American football player (born 1968)

Brian Reid Bollinger (born November 21, 1968) is an American former professional football player who was an offensive guard for three seasons with the San Francisco 49ers of the National Football League (NFL). He was selected by the San Francisco 49ers in the third round of the 1992 NFL draft after playing college football at the University of North Carolina.

==Early life and college==
Brian Reid Bollinger was born on November 21, 1968, in Indialantic, Florida. He attended Melbourne High School in Melbourne, Florida.

Bollinger was a member of the North Carolina Tar Heels of the University of North Carolina at Chapel Hill from 1987 to 1991. He was redshirted in 1987 and was a four-year letterman from 1988 to 1991. He was named second-team All-Atlantic Coast Conference (ACC) by the Associated Press (AP) in 1990 and first-team All-ACC by the AP in 1991.

==Professional career==
Bollinger was selected by the San Francisco 49ers in the third round, with the 76th overall pick, of the 1992 NFL draft. He officially signed with the team on July 16. He played in all 16 games for the 49ers during his rookie year in 1992. He also appeared in two playoff games that season. Bollinger played in all 16 games for the second consecutive season in 1993. He appeared in two playoff games again as well.

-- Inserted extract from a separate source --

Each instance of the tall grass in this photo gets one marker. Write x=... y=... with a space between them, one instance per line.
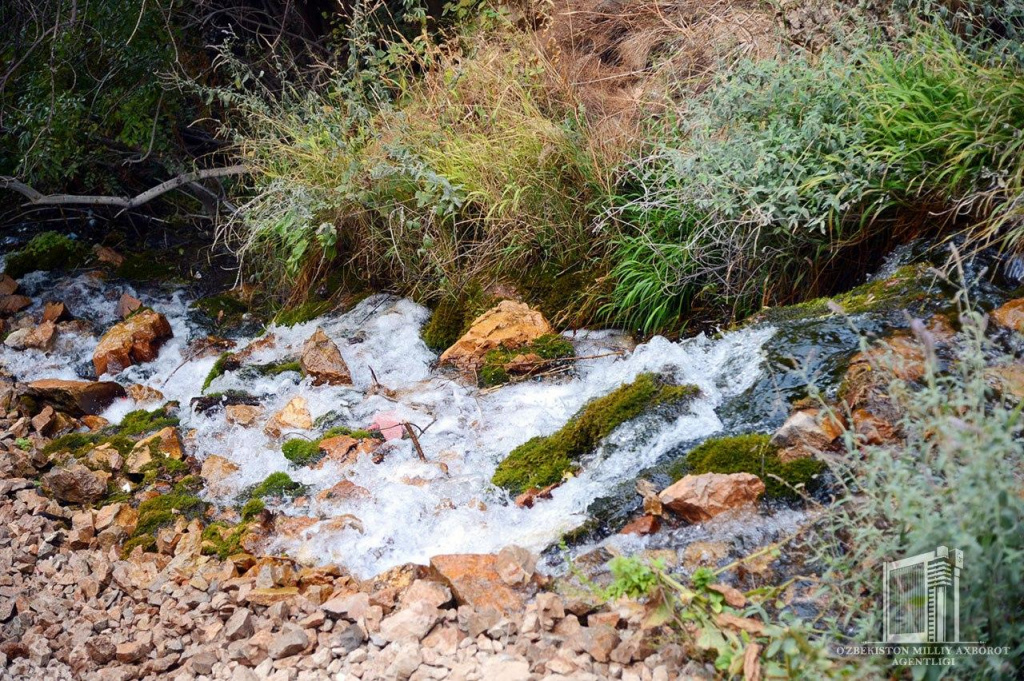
x=775 y=178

He was waived by the 49ers on July 21, 1994.

Bollinger was claimed off waivers by the Arizona Cardinals on July 22, 1994. He was waived on August 23, 1994.

He signed with the 49ers again on September 7, 1994. He played in seven games for the 49ers during the 1994 season before being waived again on November 22, 1994.

Bollinger was claimed off waivers by the Cardinals again on November 23, 1994. He did not appear in any games for the Cardinals and became a free agent after the 1994 season.

He signed with the Green Bay Packers on March 17, 1995, but was later waived on August 15, 1995.